Many people in many forums have pointed out that chronic ailments like asthma, allergies, diabetes, obesity, celiac disease and a long list of other things have increased dramatically in recent decades. A number of reasons for this have been given, and there could be more than one reason for many of these problems. In Your Baby’s Microbiome, Harman and Wakeford concentrate on the correlation between disease and bacterial imbalance or lack of diversity.
For example, when comparing bacterial diversity between typical members of Western civilization and people who have had little or no contact with Western civilization, the people who have not had exposure to chemicals, drugs, processed foods and medical abuse have a much higher diversity of bacteria. The Yanomami live in the remote mountains of Venezuela and are one of the most isolated groups of people in the world. They have around 50 percent greater ecological diversity than the average American. They are also healthier than the average American.
Harman and Wakeford examine in detail the role of C-sections in establishing the biome. Babies pick up a lot of bacteria while passing through the birth canal, and that obviously doesn’t happen with a C-section. The consequences don’t necessarily end with a single individual. A girl born by C-section may be lacking certain important bacteria for the rest of her life. When she gives birth, even normally, her children will have the same deficiency. This deficiency could go on indefinitely in the coming generations.

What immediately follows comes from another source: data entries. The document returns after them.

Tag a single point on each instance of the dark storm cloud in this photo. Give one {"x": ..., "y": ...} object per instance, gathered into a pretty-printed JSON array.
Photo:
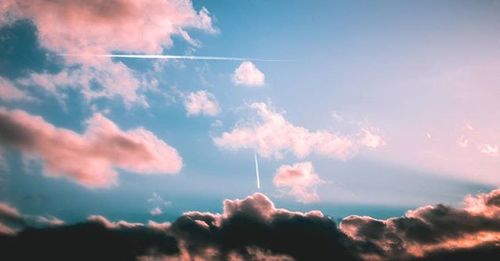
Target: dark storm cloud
[
  {"x": 254, "y": 229},
  {"x": 429, "y": 230}
]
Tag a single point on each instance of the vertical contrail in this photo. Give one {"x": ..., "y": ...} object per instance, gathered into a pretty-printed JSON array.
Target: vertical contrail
[{"x": 257, "y": 170}]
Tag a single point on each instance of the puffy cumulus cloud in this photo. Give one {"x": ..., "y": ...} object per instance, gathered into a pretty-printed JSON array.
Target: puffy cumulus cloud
[
  {"x": 254, "y": 222},
  {"x": 12, "y": 221},
  {"x": 89, "y": 159},
  {"x": 100, "y": 27},
  {"x": 298, "y": 180},
  {"x": 273, "y": 135},
  {"x": 436, "y": 230},
  {"x": 254, "y": 229},
  {"x": 249, "y": 75},
  {"x": 8, "y": 92},
  {"x": 201, "y": 102}
]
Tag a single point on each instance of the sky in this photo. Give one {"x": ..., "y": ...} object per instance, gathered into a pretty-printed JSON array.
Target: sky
[{"x": 368, "y": 108}]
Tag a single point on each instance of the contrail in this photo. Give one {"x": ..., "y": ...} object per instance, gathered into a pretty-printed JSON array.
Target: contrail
[
  {"x": 257, "y": 170},
  {"x": 167, "y": 56}
]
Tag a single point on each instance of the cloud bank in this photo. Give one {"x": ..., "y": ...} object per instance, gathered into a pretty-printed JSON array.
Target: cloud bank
[
  {"x": 254, "y": 229},
  {"x": 63, "y": 27},
  {"x": 90, "y": 158},
  {"x": 298, "y": 180},
  {"x": 201, "y": 103},
  {"x": 273, "y": 136}
]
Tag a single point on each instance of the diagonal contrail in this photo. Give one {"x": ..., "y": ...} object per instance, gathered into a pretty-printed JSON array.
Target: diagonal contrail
[
  {"x": 257, "y": 170},
  {"x": 167, "y": 56}
]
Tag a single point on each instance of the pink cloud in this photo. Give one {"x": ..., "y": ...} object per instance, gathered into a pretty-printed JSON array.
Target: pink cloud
[
  {"x": 488, "y": 149},
  {"x": 116, "y": 79},
  {"x": 201, "y": 102},
  {"x": 99, "y": 27},
  {"x": 431, "y": 228},
  {"x": 298, "y": 180},
  {"x": 104, "y": 26},
  {"x": 249, "y": 75},
  {"x": 8, "y": 92},
  {"x": 89, "y": 159},
  {"x": 273, "y": 136}
]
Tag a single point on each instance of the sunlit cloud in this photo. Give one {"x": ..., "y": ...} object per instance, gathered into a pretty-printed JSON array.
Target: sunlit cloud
[
  {"x": 273, "y": 136},
  {"x": 298, "y": 180}
]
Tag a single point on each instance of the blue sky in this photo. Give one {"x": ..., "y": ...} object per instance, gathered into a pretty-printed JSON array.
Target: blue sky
[{"x": 416, "y": 74}]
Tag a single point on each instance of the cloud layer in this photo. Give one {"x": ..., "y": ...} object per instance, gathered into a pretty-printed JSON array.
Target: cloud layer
[
  {"x": 298, "y": 180},
  {"x": 273, "y": 136},
  {"x": 89, "y": 159},
  {"x": 248, "y": 74},
  {"x": 429, "y": 230},
  {"x": 201, "y": 102},
  {"x": 254, "y": 229},
  {"x": 102, "y": 27}
]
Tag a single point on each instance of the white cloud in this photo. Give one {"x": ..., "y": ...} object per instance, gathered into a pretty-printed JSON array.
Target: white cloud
[
  {"x": 249, "y": 75},
  {"x": 201, "y": 102},
  {"x": 298, "y": 180}
]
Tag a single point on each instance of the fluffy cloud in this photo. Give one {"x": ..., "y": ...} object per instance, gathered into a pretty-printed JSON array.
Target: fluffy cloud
[
  {"x": 10, "y": 93},
  {"x": 201, "y": 102},
  {"x": 12, "y": 221},
  {"x": 254, "y": 229},
  {"x": 298, "y": 180},
  {"x": 99, "y": 27},
  {"x": 249, "y": 75},
  {"x": 117, "y": 81},
  {"x": 428, "y": 229},
  {"x": 89, "y": 159},
  {"x": 273, "y": 136}
]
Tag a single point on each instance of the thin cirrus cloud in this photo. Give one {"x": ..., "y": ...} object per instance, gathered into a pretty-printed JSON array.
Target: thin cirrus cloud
[
  {"x": 89, "y": 159},
  {"x": 253, "y": 228},
  {"x": 154, "y": 22},
  {"x": 298, "y": 180},
  {"x": 201, "y": 103},
  {"x": 247, "y": 74},
  {"x": 273, "y": 136}
]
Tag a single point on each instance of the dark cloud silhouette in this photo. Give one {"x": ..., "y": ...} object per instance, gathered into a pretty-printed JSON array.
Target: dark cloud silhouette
[
  {"x": 254, "y": 229},
  {"x": 435, "y": 231}
]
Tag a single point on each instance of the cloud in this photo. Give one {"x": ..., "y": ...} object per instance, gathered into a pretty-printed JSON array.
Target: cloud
[
  {"x": 254, "y": 229},
  {"x": 298, "y": 180},
  {"x": 112, "y": 23},
  {"x": 102, "y": 27},
  {"x": 201, "y": 102},
  {"x": 10, "y": 93},
  {"x": 89, "y": 159},
  {"x": 156, "y": 211},
  {"x": 94, "y": 239},
  {"x": 254, "y": 222},
  {"x": 488, "y": 149},
  {"x": 12, "y": 221},
  {"x": 428, "y": 229},
  {"x": 116, "y": 79},
  {"x": 273, "y": 136},
  {"x": 249, "y": 75}
]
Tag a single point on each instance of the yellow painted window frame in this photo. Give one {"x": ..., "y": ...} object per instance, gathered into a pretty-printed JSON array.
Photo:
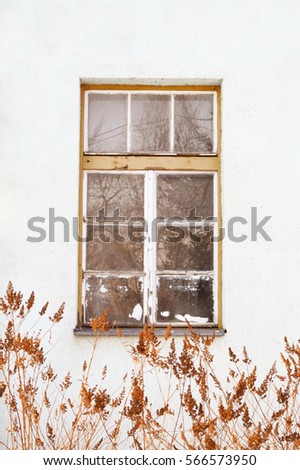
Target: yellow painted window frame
[{"x": 150, "y": 162}]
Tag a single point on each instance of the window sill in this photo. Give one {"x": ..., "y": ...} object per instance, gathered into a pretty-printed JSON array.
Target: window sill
[{"x": 207, "y": 331}]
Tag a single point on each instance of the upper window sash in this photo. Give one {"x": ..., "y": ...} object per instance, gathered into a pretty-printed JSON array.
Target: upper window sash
[{"x": 150, "y": 122}]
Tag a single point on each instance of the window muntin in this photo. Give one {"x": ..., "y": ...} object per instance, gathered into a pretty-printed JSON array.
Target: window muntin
[{"x": 150, "y": 122}]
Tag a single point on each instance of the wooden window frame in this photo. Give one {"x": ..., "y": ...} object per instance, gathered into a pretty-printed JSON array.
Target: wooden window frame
[{"x": 167, "y": 162}]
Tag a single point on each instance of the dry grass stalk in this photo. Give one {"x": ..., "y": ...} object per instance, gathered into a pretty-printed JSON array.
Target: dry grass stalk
[{"x": 195, "y": 409}]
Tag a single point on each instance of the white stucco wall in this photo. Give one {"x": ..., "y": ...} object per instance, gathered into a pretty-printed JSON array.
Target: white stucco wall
[{"x": 252, "y": 46}]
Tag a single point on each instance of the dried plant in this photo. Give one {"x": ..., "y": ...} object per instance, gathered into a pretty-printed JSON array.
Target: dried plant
[{"x": 172, "y": 399}]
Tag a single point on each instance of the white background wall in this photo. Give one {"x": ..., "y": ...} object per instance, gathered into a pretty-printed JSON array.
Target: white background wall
[{"x": 253, "y": 46}]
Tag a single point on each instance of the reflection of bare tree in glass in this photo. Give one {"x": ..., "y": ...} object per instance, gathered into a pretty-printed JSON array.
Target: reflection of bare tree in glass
[
  {"x": 150, "y": 129},
  {"x": 113, "y": 255},
  {"x": 186, "y": 255},
  {"x": 177, "y": 195},
  {"x": 110, "y": 192},
  {"x": 107, "y": 123}
]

The authors discuss solutions that may help in the short term. The discussion of C-sections is fine as far as it goes, and there is a brief mention of nutrition as a factor, but I didn’t see any details in this book. The thumbs are UP for this book, but it would be great if there was more explanation of how the lack of fat-soluble vitamins in the Western diet has created a generation of people with narrowed skulls and dental arches and bad teeth. Women end up with hips that are too narrow for easy childbirth, making C-sections a necessity for many of them.
This article appeared in Wise Traditions in Food, Farming and the Healing Arts, the quarterly magazine of the Weston A. Price Foundation, Spring 2017.